そういうきみは、しかし、日本人が自主性をかちとり、きみの国独自のスタイルでありながら国際社会でも頼りにされるという、進み方へのプランを持っているか?
  たとえばシカゴ大学での、生きいきしてかつ緊張した話し合いにおいてならば、私にそう問いかける人がいるでしょう。いまこの国にある「戦後民主主義」への拒否反応は行きわたっていないはずですから、私はポジチヴな批判を待ちながらであれ、次のように答える勇気を持つと思います。
  近代化の初めに福沢諭吉が望みをたくした、公の枠組みをみたすだけのものでない国民主権の成育。中江兆民の言葉でなら「恢復的な民権」が、近代化を方向転換した敗戦の焼け跡でも目指されました。

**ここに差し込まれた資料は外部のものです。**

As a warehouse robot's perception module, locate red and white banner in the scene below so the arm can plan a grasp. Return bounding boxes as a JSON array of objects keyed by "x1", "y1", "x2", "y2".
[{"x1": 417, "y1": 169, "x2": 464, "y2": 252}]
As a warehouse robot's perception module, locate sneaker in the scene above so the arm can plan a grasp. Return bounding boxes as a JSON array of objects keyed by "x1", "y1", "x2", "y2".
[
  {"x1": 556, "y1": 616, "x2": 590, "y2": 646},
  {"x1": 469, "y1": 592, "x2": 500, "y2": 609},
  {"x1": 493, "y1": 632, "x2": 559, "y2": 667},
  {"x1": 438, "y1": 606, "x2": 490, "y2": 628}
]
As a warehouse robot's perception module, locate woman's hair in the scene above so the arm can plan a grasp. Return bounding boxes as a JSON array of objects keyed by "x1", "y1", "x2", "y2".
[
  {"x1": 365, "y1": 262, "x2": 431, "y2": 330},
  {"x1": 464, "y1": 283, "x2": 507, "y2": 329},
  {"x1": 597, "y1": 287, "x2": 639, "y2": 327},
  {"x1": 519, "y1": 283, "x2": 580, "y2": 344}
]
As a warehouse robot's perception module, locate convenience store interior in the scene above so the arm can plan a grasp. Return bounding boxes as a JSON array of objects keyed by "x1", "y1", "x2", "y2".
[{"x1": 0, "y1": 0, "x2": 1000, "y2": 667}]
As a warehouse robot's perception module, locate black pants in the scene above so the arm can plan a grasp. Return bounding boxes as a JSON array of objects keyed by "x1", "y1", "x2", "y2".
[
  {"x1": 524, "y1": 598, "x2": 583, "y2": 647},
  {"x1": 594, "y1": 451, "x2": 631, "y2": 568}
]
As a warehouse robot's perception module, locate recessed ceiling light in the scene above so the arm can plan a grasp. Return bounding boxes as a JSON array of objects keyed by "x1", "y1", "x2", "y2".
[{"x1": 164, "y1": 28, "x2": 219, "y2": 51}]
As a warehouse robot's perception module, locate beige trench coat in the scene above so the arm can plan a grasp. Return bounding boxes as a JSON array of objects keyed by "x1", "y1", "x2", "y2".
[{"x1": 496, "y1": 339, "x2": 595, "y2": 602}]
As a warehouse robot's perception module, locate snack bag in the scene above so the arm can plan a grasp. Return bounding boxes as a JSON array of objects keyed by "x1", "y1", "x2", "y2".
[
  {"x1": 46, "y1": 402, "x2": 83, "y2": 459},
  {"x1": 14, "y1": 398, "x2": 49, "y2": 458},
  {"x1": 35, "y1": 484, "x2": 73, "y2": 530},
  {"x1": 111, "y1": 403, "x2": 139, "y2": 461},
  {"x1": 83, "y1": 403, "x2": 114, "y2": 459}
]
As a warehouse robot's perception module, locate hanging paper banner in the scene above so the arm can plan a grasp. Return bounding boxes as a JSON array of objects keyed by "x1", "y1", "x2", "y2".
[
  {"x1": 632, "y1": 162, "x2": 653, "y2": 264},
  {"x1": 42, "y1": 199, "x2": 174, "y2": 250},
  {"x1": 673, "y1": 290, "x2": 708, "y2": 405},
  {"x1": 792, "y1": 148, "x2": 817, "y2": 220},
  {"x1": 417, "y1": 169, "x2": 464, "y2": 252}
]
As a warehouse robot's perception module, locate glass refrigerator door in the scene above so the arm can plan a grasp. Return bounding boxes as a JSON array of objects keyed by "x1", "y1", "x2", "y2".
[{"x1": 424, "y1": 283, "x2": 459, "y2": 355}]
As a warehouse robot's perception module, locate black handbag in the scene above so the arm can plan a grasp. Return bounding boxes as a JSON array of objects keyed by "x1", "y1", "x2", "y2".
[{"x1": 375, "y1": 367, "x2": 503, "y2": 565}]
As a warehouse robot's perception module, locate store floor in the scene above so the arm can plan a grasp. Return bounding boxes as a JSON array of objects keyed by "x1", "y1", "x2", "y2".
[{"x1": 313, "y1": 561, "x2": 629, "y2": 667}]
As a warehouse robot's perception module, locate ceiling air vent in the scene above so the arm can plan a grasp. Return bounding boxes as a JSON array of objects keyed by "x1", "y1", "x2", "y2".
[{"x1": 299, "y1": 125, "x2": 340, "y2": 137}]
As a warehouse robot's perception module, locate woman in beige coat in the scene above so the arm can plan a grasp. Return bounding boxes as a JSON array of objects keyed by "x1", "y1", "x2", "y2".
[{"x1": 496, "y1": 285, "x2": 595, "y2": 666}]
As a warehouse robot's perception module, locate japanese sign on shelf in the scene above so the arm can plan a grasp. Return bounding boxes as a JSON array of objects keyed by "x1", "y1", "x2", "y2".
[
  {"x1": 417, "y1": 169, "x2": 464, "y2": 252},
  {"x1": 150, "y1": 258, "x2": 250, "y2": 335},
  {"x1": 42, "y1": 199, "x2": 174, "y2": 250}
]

  しかし、それが達成されぬまま、あからさまに議会が無視された十五年後、丸山は反安保のデモに起死回生のしるしを見ました。一過性のものとみなされたその市民的高まりを、丸山は未来につなごうともしました。かれのほとんど最後の著作、『「文明論之概略」を読む』にそれはあきらかです。

大江健三郎、「未来に向けて ー 大江健三郎からテツオ・ナジタへ往復書門」、朝日新聞、1999112日。